Many biological substances, especially nucleic acids, present special challenges in terms of isolating them from their natural environment. On the one hand, they are often present in very small concentrations and, on the other hand, they are often found in the presence of many other solid and dissolved substances e.g. after lysis of cells. This makes them difficult to isolate or to measure, in particular in biospecific assays which allow the detection of specific analytes, e.g. nucleic acids, or specific analyte properties and play a major role in the field of diagnostics and bioanalytics in research and development. Examples for biospecific assays are hybridisation assays, immuno assays and receptor-ligand assays.
Hybridisation assays use the specific base-pairing for the molecular detection of nucleic acid analytes e.g. RNA and DNA. Hence, oligonucleotide probes with a length of 18 to 20 nucleotides may enable the specific recognition of a selected complementary sequence e.g. in the human genome. Another assay which entails the selective binding of two oligonucleotide primers is the polymerase chain reaction (PCR) described in U.S. Pat. No. 4,683,195. This method allows the selective amplification of a specific nucleic acid region to detectable levels by a thermostable polymerase in the presence of desoxynucleotide triphosphates in several cycles.
As described above, before the biological substances may be analysed in one of the above-mentioned assays or used for other processes, it has to be isolated or purified from biological samples containing complex mixtures of different components as e.g. proteinaceous and non-proteinaceous components. Often, for the first steps, processes are used which allow the enrichment of the component of interest, e.g. the nucleic acid. Frequently, these are contained in a bacterial cell, a fungal cell, a viral particle, or the cell of a more complex organism, such as a human blood cell or a plant cell. The component of interest can also be called a “target component”.
To release the contents of said cells or particles, they may be treated with enzymes or with chemicals to dissolve, degrade or denature the cellular walls of such organisms. This process is commonly referred to as lysis. The resulting solution containing such lysed material is referred to as lysate. A problem often encountered during lysis is that other enzymes degrading the target component, e.g. desoxyribonucleases or ribonucleases degrading nucleic acids, come into contact with the component of interest during lysis. These degrading enzymes may also be present outside of the cells spatially separated in different cellular compartments before lysis and come into contact with the target component after lysis. Other components released during this process may be e.g. endotoxins belonging to the family of lipopolysaccharides which are toxic to cells and can cause problems for products intended to be used in human or animal therapy.

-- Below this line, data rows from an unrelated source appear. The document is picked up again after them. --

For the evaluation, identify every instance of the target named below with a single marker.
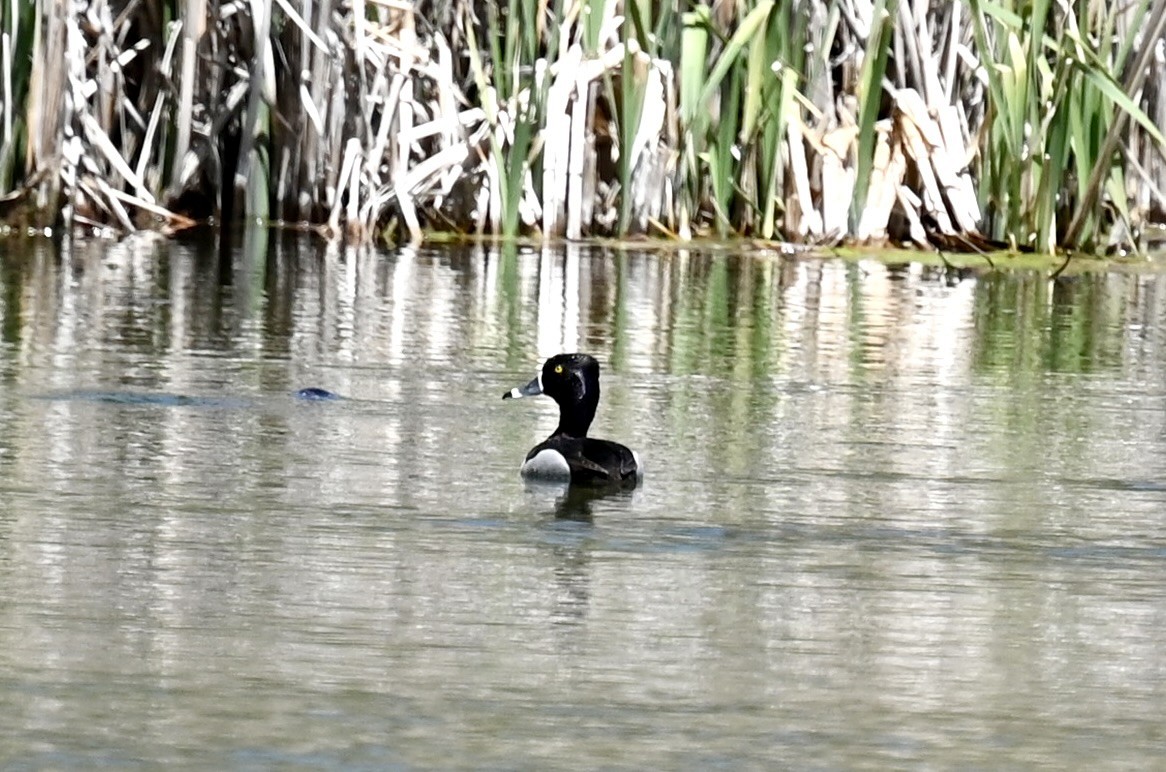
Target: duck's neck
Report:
(575, 419)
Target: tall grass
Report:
(964, 126)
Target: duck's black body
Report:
(568, 454)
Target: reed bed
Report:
(975, 125)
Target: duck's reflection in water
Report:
(577, 503)
(573, 540)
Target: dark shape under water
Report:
(568, 454)
(316, 394)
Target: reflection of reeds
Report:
(890, 120)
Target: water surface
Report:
(890, 519)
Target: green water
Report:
(889, 519)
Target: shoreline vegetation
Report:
(980, 126)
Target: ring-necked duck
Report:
(573, 380)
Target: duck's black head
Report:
(573, 380)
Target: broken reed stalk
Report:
(956, 126)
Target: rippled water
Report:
(889, 519)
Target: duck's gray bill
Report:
(531, 390)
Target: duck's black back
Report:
(592, 461)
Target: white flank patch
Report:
(547, 464)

There are a variety of means to tackle this problem mentioned-above. It is common to use chaotropic agents as e.g. guanidinium thiocyanate or anionic, cationic, zwitterionic or non-ionic detergents when nucleic acids are intended to be set free. It is also an advantage to use proteases which rapidly degrade these enzymes or unwanted proteins. However, this may produce another problem as the said substances or enzymes can interfere with reagents or components in subsequent steps.

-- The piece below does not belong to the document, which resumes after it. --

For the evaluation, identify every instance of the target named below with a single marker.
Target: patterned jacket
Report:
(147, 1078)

Enzymes which can be advantageously used in such lysis or sample preparation processes mentioned-above are enzymes which cleave the amide linkages in protein substrates and which are classified as proteases, or (interchangeably) peptidases (See Walsh, C., Enzymatic Reaction Mechanisms (1979) chapter 3, W. H. Freeman and Company, San Francisco). Proteases which have been used are e.g. alkaline proteases (WO 98/04730) or acid proteases (U.S. Pat. No. 5,386,024). The protease which is widely used for sample preparation for the isolation of nucleic acids is proteinase K from Tritirachium album (see e.g. Sambrook, J., et al.: Molecular Cloning (1989) Cold Spring Harbor University Press, NY, USA) which is active around neutral pH and belongs to a family of proteases known to the person skilled in the art as subtilisins. A subtilisin is a serine protease produced by Gram-positive bacteria or fungi.
In the next steps of the sample preparation which follow on the lysis step, the target component is further enriched. If the target component is a nucleic acid, the target nucleic acid is normally extracted from the complex lysis mixtures before it is used in a probe-based assay.
There are several methods for the extraction of nucleic acids:                sequence-dependent or biospecific methods, e.g.:        affinity chromatography        hybridisation to immobilised probes        sequence-independent or physico-chemical methods, e.g.:        liquid-liquid extraction with e.g. phenol-chloroform        precipitation with e.g. pure ethanol        extraction with filter paper        extraction with micelle-forming agents as cetyl-trimethyl-ammonium-bromide        binding to immobilised, intercalating dyes, e.g. acridine derivatives        adsorption to silica gel or diatomic earths        adsorption to magnetic glass particles (MGP) or organo silane particles under chaotropic conditions.